In the darkness he bound up Carlo's shattered jaw with a strip of sheet, and then he hacked downwards, chopping through the olive's roots, unearthing ancient layers of stones and fires, tossing out shards of pottery and the ancient shoulder-blades of sheep. He did not know it, but he buried Carlo in the soil of Odysseus' time, as though he had belonged there from the first.

Just before dawn, when the surgery on the captain was complete at last, and father and daughter were both unutterably exhausted, they came out to say farewell to that heroic flesh.

Pelagia combed the hair and kissed the forehead, and the doctor, naturally a pagan and always moved by ancient ways, placed a silver coin over each eye and a flask of wine in the grave. Velisarios stood below and brought the body down. He straightened up, and a thought occurred to him. From his pocket he took a crushed pack of cigarettes, removed one, straightened it out, and placed it in the dead man's lips. 'I owed him one,' he said, and clambered out.

The doctor made an oration, with Pelagia beside him weeping and Velisarios kneading his hat in his hands.

'Our friend,' he said, 'who arrived as an enemy, has passed over the meadows of asphodel. We found him fuller of the knowledge of goodness than any other mortal man.

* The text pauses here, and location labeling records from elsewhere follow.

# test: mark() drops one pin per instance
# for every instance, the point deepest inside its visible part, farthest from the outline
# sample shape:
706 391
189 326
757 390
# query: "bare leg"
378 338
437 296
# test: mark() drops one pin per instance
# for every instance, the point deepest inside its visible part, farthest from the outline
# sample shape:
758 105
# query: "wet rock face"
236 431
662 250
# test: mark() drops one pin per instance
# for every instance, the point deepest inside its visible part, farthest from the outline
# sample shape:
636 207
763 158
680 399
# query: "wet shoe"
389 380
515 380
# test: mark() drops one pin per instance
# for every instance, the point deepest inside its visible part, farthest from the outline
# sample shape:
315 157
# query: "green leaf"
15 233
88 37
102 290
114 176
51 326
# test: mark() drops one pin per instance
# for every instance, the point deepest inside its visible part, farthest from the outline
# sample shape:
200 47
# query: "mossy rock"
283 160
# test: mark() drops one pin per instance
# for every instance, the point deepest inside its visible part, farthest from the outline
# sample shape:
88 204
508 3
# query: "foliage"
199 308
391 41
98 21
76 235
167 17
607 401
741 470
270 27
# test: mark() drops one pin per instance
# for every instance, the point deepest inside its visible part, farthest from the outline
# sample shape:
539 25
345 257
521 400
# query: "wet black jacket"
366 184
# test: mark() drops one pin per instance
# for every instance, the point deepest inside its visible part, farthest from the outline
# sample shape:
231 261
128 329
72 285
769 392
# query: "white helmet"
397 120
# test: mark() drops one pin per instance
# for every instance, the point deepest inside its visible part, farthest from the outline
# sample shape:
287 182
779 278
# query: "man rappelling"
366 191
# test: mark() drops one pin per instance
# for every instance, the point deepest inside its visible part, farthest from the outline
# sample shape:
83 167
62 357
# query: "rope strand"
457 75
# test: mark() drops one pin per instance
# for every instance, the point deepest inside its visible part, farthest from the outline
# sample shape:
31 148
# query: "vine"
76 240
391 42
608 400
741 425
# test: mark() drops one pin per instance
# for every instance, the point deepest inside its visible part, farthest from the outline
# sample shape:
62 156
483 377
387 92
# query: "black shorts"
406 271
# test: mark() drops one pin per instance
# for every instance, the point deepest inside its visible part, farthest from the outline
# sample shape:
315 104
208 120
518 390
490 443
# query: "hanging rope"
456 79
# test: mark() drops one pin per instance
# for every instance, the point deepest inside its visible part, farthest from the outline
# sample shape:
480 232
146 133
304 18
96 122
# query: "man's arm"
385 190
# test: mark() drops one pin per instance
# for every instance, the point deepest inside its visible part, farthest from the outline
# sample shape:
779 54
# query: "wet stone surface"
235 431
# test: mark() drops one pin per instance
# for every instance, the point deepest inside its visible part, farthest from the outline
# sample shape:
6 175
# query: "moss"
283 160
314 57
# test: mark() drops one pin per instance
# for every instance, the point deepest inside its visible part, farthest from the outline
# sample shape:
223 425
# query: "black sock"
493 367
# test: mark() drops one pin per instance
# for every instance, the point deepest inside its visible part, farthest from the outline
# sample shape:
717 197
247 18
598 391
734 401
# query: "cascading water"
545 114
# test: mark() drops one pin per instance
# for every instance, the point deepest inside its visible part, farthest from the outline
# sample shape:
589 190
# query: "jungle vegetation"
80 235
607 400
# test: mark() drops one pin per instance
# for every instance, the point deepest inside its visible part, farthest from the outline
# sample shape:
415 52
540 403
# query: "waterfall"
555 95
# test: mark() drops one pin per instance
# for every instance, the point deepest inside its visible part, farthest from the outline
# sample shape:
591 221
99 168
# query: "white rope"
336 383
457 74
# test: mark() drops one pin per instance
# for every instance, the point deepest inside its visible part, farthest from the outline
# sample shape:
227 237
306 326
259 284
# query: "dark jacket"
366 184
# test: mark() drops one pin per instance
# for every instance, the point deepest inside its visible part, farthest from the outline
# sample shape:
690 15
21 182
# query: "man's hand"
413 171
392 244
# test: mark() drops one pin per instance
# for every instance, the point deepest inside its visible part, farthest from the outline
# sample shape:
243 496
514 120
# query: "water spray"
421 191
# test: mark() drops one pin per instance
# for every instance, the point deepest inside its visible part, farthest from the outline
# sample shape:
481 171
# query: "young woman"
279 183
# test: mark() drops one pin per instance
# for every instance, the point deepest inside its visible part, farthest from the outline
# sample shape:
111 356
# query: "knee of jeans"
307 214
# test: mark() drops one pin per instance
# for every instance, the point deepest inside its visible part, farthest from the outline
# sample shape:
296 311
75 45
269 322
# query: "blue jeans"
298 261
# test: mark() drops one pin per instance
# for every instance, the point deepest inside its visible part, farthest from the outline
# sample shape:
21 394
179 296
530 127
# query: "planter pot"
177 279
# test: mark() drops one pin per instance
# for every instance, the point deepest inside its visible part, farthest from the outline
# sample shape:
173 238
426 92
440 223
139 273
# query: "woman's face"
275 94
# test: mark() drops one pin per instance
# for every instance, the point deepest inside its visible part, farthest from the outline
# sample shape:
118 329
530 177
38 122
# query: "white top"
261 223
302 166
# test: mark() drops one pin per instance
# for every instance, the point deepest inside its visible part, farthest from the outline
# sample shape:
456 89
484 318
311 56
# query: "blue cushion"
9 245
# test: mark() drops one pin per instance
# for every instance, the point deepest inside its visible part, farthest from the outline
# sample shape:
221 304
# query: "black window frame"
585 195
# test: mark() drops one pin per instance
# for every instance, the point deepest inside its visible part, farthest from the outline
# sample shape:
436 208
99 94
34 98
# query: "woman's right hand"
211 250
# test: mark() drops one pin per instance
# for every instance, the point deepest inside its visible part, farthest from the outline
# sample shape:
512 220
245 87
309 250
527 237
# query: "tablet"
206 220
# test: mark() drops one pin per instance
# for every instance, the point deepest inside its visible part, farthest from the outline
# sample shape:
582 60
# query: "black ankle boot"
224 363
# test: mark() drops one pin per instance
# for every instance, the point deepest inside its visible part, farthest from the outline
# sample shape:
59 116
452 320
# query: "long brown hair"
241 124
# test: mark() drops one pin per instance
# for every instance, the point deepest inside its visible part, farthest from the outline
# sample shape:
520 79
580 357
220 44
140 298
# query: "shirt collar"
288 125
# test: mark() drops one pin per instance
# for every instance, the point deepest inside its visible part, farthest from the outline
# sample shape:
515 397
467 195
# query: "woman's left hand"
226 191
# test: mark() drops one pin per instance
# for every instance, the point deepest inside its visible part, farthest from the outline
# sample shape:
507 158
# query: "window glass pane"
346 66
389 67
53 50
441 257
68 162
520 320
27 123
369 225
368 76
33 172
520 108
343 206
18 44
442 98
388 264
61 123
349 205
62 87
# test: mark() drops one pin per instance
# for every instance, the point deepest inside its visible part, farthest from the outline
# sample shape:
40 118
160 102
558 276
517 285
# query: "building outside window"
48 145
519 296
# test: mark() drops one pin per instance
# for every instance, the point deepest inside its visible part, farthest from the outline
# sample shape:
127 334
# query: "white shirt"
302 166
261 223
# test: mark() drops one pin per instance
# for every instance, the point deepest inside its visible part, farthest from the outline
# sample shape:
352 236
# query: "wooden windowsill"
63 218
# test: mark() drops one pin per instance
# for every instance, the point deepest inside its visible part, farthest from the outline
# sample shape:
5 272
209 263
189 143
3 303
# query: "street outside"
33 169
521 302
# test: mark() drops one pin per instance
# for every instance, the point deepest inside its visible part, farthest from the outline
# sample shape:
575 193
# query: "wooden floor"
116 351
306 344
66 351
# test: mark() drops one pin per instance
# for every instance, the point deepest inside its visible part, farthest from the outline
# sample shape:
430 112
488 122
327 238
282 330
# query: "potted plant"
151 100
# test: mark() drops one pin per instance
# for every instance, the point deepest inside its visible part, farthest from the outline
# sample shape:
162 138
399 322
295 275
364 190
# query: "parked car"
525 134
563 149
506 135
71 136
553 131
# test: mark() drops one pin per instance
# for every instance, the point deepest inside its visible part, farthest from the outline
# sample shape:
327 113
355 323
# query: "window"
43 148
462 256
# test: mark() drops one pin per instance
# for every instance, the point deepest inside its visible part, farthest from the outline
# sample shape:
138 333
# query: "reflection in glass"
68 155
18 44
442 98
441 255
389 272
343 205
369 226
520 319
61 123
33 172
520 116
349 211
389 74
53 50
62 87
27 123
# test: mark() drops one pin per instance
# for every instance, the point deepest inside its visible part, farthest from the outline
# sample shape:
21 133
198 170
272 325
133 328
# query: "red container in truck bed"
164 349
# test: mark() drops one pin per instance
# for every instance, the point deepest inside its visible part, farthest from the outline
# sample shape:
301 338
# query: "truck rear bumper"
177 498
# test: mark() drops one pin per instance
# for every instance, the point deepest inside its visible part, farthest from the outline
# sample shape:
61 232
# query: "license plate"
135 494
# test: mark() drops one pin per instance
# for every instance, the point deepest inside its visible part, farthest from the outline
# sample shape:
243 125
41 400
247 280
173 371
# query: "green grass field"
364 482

We remember that his many decorations were for saving lives, not for destroying them. We remember that he died as nobly as he lived, valiant and strong. We are creatures of a day, but his spirit will not dim. He made an eager grace of life and was arrested in mid-path by blood-boltered men whose name will live in infamy down the passage of the years. These also will pass away, but unlamented and unforgiven; the meed of death is common to us all. When death comes to these men they shall become spirits drifting useless in the dark, for man's day is very short before the end, and the cruel man, whose ways are cruel, lies accursed and is a by-word after death. But the spirit of Carlo Guercio shall live in the light as long as we have tongues to speak of him and tales to tell our friends.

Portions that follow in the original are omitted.